Microsoft not happy with Google's disclosure of Windows bug
The web giant says no fix or advisory has been issued even though it reported the flaw 10 days ago.
Google on Monday disclosed details about a critical vulnerability in Windows, and Microsoft isn't happy about it.
The bug can be used to bypass the security sandboxing in the Windows32K system, Google said in a blog post.
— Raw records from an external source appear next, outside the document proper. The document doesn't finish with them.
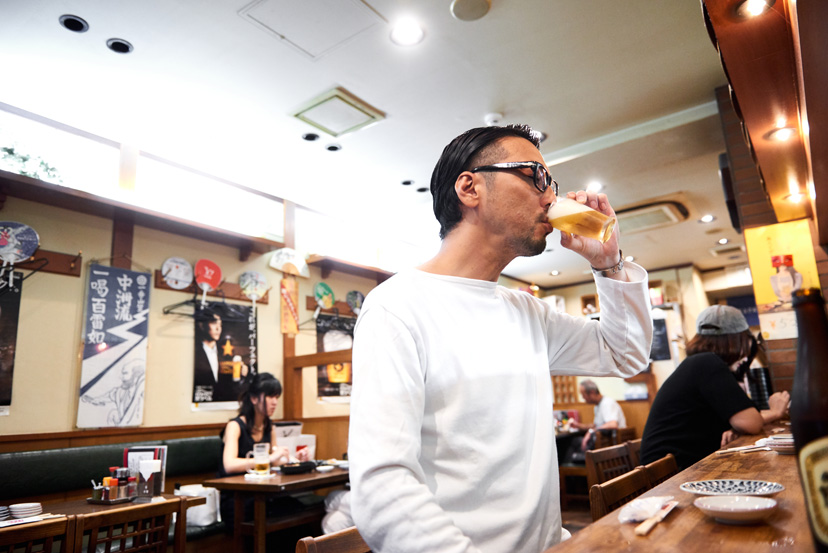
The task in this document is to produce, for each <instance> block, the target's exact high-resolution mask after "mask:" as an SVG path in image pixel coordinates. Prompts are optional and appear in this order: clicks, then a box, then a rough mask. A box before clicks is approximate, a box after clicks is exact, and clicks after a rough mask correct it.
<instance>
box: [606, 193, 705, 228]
mask: <svg viewBox="0 0 828 553" xmlns="http://www.w3.org/2000/svg"><path fill="white" fill-rule="evenodd" d="M688 214H689V211H687V208H686V207H684V205H683V204H681V203H679V202H674V201H667V202H655V203H650V204H645V205H639V206H635V207H631V208H628V209H622V210H620V211H617V212H616V213H615V215H616V217H618V224H619V226H620V227H621V230H622V231H623V232H624V233H625V234H627V233H630V232H642V231H645V230H651V229H654V228H659V227H665V226H668V225H674V224H676V223H680V222H681V221H684V220H685V219H687V215H688Z"/></svg>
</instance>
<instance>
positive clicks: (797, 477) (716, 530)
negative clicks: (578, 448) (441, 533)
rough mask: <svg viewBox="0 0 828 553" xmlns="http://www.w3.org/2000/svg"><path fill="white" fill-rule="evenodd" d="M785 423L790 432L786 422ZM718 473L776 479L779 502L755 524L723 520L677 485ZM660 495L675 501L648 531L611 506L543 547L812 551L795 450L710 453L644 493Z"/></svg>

Compounding the issue, Google said it reported the bug to Microsoft 10 days ago but the company has done nothing to address the issue publicly.
"After seven days, per our published policy for actively exploited critical vulnerabilities, we are today disclosing the existence of a remaining critical vulnerability in Windows for which no advisory or fix has yet been released," Google wrote. "This vulnerability is particularly serious because we know it is being actively exploited."
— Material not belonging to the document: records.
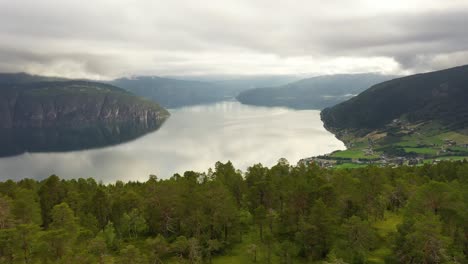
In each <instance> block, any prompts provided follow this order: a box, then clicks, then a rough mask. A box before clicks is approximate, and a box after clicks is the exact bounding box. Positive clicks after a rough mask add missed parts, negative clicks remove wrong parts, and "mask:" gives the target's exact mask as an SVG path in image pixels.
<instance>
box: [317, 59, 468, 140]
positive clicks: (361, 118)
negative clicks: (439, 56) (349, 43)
mask: <svg viewBox="0 0 468 264" xmlns="http://www.w3.org/2000/svg"><path fill="white" fill-rule="evenodd" d="M467 102H468V65H465V66H460V67H455V68H451V69H446V70H441V71H436V72H429V73H423V74H416V75H411V76H407V77H402V78H398V79H394V80H390V81H387V82H383V83H379V84H377V85H374V86H372V87H371V88H369V89H368V90H366V91H365V92H363V93H361V94H360V95H358V96H356V97H354V98H351V99H350V100H348V101H346V102H343V103H341V104H338V105H336V106H334V107H331V108H327V109H324V110H323V111H322V119H323V121H324V122H325V126H326V127H327V128H328V129H329V130H331V131H333V132H335V133H338V134H339V135H343V134H346V133H358V134H361V135H362V134H365V133H368V132H370V131H373V130H377V129H383V128H384V127H385V126H387V125H389V124H391V123H392V122H394V120H398V122H408V123H409V124H418V123H427V122H429V123H433V124H434V125H440V129H451V130H461V131H463V130H464V131H465V133H466V128H467V127H468V104H467Z"/></svg>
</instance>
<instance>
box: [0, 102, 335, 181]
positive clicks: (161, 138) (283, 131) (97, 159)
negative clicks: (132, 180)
mask: <svg viewBox="0 0 468 264" xmlns="http://www.w3.org/2000/svg"><path fill="white" fill-rule="evenodd" d="M343 148H344V145H343V143H342V142H340V141H338V140H337V139H336V138H335V137H334V136H333V135H332V134H330V133H329V132H327V131H326V130H325V129H324V128H323V124H322V122H321V120H320V115H319V111H315V110H303V111H296V110H291V109H285V108H264V107H254V106H246V105H241V104H239V103H237V102H223V103H218V104H212V105H203V106H194V107H187V108H181V109H177V110H172V111H171V117H170V118H169V119H168V120H167V121H166V122H165V123H164V125H163V126H162V127H161V128H160V129H159V130H158V131H156V132H154V133H151V134H148V135H145V136H143V137H141V138H139V139H137V140H134V141H132V142H129V143H124V144H120V145H116V146H112V147H106V148H101V149H94V150H86V151H74V152H67V153H25V154H23V155H21V156H16V157H10V158H3V159H0V178H1V179H6V178H11V179H21V178H24V177H29V178H38V179H40V178H44V177H47V176H49V175H50V174H52V173H55V174H57V175H59V176H60V177H63V178H77V177H94V178H97V179H99V180H102V181H104V182H112V181H115V180H118V179H119V180H124V181H127V180H142V181H144V180H146V179H147V178H148V175H149V174H156V175H158V177H161V178H167V177H170V176H172V174H173V173H176V172H184V171H186V170H195V171H206V170H207V169H208V168H209V167H213V165H214V163H215V162H216V161H223V162H225V161H227V160H231V161H232V162H233V163H234V165H235V166H236V167H237V168H240V169H245V168H246V167H247V166H250V165H252V164H253V163H258V162H261V163H262V164H264V165H268V166H271V165H273V164H275V163H276V161H277V160H278V159H279V158H281V157H285V158H287V159H288V160H289V161H290V162H291V163H295V162H297V161H298V160H299V159H301V158H303V157H308V156H312V155H318V154H323V153H328V152H331V151H333V150H336V149H343Z"/></svg>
Google said it repaired the vulnerability for its Chrome users, and Adobe issued an update for Flash last week.
Microsoft apparently wasn't pleased by Google's revelation.
"We believe in coordinated vulnerability disclosure, and today's disclosure by Google could put customers at potential risk," the company said in a statement, though it did not share when a patch could be expected to be released.
In a later statement, Microsoft said Google's assessment of the threat is erroneous.
"We disagree with Google's characterization of a local elevation of privilege as 'critical' and 'particularly serious,' since the attack scenario they describe is fully mitigated by the deployment of the Adobe Flash update released last week. Additionally, our analysis indicates that this specific attack was never effective in the Windows 10 Anniversary Update due to security enhancements previously implemented."
First published October 31, 6:42 p.m. PT.
Update, November 1 at 8:45 a.m. and 10:15 a.m. PT: Adds Microsoft statements.